France will boost support for environment-friendly cars as part of a recovery plan unveiled yesterday amid growing concern for the country’s crisis-hit auto industry and top carmaker Peugeot.

Highlighting the difficulties facing the French auto sector, PSA Peugeot Citroen announced yesterday it had suffered a first half net loss of €819 million, more than reversing a year-earlier net profit of €806 million.

The recovery plan includes a range of measures to boost cleaner vehicles amid hopes French carmakers can carve out a niche in the market.

But it also contains hints of protectionism, with France planning to ask the European Union to put its 2010 Free Trade Agreement with South Korea under surveillance to “defend the interests of the French automobile industry.”

The plan will boost consumer bonuses for purchasing electric cars from €5,000 to €7,000 and for hybrids from €2,000 to €4,000.

It will see the government commit to 25 per cent of its new vehicles being electric or hybrid and provide for financing facilities for manufacturers and suppliers suffering from a major drop in European car sales.

Prime Minister Jean-Marc Ayrault said the government had chosen to “go on the offensive” with the plan, which he said was “extremely ambitious”.

“This is part of our very great determination to see the automotive industry recover, this is an extremely important act,” he said.

Peugeot, France’s biggest carmaker and the second-largest in Europe, had been expected to announce a first-half net loss but the final figure was more than double analysts’ expectations.

Peugeot said overall revenues were down 5.1 per cent in the first half to €29.6 billion while the auto division alone suffered a net loss of €662 million.
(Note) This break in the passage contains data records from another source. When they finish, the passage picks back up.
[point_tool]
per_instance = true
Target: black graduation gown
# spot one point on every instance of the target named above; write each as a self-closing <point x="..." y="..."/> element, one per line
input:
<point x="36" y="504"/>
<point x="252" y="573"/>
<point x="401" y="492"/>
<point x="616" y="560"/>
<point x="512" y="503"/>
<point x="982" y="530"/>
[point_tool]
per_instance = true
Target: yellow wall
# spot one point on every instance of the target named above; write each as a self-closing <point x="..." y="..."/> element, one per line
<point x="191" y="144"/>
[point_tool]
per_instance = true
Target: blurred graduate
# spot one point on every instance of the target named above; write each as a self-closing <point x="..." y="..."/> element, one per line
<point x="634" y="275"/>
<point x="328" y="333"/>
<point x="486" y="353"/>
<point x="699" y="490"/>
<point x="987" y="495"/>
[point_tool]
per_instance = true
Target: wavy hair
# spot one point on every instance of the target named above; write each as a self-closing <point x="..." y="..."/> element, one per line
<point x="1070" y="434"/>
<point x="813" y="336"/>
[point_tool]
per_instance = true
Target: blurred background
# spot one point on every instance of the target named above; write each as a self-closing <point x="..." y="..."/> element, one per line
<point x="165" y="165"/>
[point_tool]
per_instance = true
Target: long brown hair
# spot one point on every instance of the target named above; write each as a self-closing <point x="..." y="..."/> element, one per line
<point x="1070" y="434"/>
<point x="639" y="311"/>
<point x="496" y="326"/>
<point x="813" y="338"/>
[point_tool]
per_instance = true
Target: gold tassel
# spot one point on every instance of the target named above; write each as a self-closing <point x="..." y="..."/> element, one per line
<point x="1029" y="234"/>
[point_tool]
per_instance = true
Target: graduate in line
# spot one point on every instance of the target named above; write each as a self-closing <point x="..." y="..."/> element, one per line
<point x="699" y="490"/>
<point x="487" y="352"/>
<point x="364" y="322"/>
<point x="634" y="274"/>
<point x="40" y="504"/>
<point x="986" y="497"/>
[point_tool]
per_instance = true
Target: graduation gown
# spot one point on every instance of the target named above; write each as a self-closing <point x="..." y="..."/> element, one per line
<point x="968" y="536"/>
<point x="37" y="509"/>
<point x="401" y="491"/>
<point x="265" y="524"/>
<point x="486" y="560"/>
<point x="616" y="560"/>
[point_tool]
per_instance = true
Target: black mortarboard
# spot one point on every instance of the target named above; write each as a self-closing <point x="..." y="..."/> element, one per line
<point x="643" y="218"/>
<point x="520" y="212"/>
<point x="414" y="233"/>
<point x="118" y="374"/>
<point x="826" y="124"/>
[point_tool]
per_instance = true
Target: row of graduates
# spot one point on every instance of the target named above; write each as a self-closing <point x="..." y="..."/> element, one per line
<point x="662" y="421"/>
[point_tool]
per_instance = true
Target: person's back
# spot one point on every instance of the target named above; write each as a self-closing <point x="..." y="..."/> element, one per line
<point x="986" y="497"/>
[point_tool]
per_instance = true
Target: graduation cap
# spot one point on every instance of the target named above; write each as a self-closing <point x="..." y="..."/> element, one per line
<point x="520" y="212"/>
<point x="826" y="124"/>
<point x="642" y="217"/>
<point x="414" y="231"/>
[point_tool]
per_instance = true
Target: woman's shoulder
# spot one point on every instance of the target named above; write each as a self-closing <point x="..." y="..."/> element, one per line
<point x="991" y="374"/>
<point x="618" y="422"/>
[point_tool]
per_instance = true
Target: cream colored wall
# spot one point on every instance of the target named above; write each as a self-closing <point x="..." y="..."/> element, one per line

Sales in Europe fell 15.2 per cent.

The company, which has already announced 8,000 job cuts in France, said it will implement a €1.5 billion cost reduction plan through to 2015.

The cost-cutting plan will include €600 million in savings from reorganising French production, which includes the job cuts, reductions in capital spending and savings from a tie-up with US giant General Motors.

“The group is facing difficult times,” Peugeot chief Philippe Varin said.

“The depth and persistence of the crisis impacting our business in Europe requires the launch of the reorganisation of our French production base and a reduction in our structural costs,” he said.

After the results, agency Fitch said it was lowering its rating on Peugeot’s long-term debt by one notch to BB, with a negative outlook.

President François Hollande’s new Socialist government has attacked Peugeot’s strategy and called the job cuts “unacceptable”.

The cuts announcement sparked anger among France’s powerful unions and dealt a blow to Mr Hollande’s efforts to get the economy back on track amid concerns the country might be heading for a recession after an expected contraction in the second quarter.

Peugeot, which employs 100,000 people in France, is a key symbol of the country’s industry and its problems highlight France’s difficulty in competing with rivals with lower labour costs.

At least 1,000 Peugeot employees protested outside the company’s headquarters yesterday including many from the company’s historic Aulnay plant near Paris that is due to cease production.